Questa chiamata è personale, ma il risultato è senza dubbio migliore se lo facciamo insieme, in un gruppo. Il gruppo non sarà certamente composto da persone perfette, ma aver sperimentato la fraternità è un impulso per questo compito. Il suo successo non dipende dalle capacità personali, ma dalla realtà viva e concreta del volersi bene. Possiamo gridare l’amore che sentiamo con la nostra vita e le nostre parole, uscendo da noi stessi con coraggio e generosità, per offrire a tutti, con dolcezza e rispetto, il tesoro della fraternità che apre i cuori alla speranza.
Come ci propone Chiara Lubich, si tratta di “rinnegare” noi stessi, di “diminuire” per mostrare solo amore. Un amore che crescerà se ci lasciamo guidare dalla voce della coscienza che ci parla nel nostro intimo. Se gli diamo spazio – ci dice-, vedremo che ci spinge verso la fraternità e ogniqualvolta che incontro un fratello o una sorella, mi mette nell’atteggiamento di “farmi uno” con lui o lei, di servirli perfettamente; mi dà la forza di amarli se in qualche modo nemici; mi arricchisce il cuore di compassione per saper perdonare e poter capire le loro necessità; mi fa zelante nel comunicare, quando è l’ora, le cose più belle del mio animo. Chiara ci dice che con questo e attraverso questo amore nel cuore possiamo andare lontano e partecipare la nostra scoperta con molte altre persone finché l’altro, dolcemente ferito dall’amore che sperimenta, vorrà “farsi uno” con noi, in un reciproco scambio di aiuto, di ideali, di progetti, di affetti. Solo allora potremo dare la parola, e sarà un dono, nella reciprocità dell’amore.

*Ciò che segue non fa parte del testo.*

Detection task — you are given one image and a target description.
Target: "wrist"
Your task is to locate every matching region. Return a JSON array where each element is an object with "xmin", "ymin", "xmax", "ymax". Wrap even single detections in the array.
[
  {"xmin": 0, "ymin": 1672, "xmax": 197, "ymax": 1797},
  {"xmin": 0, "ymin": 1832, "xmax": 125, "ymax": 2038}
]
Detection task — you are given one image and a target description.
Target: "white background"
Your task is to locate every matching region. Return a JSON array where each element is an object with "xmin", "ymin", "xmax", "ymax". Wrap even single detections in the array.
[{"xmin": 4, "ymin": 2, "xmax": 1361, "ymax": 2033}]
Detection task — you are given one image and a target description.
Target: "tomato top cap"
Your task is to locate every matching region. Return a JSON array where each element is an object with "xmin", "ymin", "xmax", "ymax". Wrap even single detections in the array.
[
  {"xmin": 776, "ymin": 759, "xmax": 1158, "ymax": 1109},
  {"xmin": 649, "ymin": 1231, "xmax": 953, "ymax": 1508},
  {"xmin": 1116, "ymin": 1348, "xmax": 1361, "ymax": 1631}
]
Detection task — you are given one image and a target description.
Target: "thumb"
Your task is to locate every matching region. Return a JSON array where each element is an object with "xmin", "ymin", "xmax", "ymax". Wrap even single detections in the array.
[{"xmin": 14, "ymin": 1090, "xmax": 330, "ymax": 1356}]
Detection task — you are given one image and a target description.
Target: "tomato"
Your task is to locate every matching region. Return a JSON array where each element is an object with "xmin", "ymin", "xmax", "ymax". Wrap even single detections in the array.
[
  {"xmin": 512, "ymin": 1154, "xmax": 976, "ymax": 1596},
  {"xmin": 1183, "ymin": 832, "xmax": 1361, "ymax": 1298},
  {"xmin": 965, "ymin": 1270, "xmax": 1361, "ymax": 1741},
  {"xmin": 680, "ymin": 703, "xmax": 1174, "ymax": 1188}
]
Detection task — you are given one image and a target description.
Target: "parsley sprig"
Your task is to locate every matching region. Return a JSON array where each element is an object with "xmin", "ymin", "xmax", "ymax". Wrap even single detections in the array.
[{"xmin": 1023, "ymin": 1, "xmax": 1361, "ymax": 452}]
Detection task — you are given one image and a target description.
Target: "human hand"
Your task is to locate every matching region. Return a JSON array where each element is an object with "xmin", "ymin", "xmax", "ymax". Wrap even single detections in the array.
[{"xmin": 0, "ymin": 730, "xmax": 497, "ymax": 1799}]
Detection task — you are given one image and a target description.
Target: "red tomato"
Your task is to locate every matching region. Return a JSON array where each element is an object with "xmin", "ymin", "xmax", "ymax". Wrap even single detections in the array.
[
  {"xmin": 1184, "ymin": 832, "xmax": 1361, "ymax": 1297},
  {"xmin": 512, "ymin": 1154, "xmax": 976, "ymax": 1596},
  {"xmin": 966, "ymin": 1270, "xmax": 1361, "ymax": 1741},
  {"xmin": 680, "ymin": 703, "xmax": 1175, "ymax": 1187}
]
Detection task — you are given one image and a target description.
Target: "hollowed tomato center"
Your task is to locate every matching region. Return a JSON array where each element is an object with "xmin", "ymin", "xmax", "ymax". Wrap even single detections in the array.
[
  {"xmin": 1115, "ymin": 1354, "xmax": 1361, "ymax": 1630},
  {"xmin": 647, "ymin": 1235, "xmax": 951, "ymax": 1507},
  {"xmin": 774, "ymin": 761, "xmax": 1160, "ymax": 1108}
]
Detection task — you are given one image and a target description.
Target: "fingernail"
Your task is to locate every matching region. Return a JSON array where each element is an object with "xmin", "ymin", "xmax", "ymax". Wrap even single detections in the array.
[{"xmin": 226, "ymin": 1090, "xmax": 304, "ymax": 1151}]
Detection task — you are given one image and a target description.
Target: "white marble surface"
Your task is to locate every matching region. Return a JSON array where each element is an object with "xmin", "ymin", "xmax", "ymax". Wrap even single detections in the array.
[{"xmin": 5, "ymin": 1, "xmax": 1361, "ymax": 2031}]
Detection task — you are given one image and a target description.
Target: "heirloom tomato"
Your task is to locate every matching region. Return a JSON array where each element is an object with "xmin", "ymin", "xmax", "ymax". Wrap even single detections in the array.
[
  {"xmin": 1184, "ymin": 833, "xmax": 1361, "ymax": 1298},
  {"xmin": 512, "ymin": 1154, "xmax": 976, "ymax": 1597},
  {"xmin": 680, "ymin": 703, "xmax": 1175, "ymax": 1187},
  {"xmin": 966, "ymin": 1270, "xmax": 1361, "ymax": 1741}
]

È una prospettiva che ci rende consapevoli della nostra appartenenza al grande mosaico del cosmo e di cui siamo particolarmente sensibili oggi. In questo nuovo percorso dell’umanità, i giovani spesso sono una punta avanzata; confermano con i fatti quello che annunciano con le parole.
Robert dalla Nuova Zelanda condivide la sua esperienza sul web: “Un’attività in corso nel nostro territorio sostiene il restauro del porto di Porirua nella parte meridionale della regione di Wellington in Nuova Zelanda. Questa iniziativa ha coinvolto le autorità locali, la comunità cattolica Maori e la tribù locale. Il nostro obiettivo è quello di sostenere questa tribù nel suo desiderio di guidare il restauro del porto, per garantire che le acque scorrano pulite e per permettere la raccolta di molluschi e la pesca abituale senza paura dell’inquinamento. Queste iniziative hanno avuto successo e hanno creato un nuovo spirito comunitario. La sfida è evitare che si tratti di un evento passeggero e di mantenere un programma a lungo termine che porti aiuto, sostegno e faccia davvero la differenza sul campo”.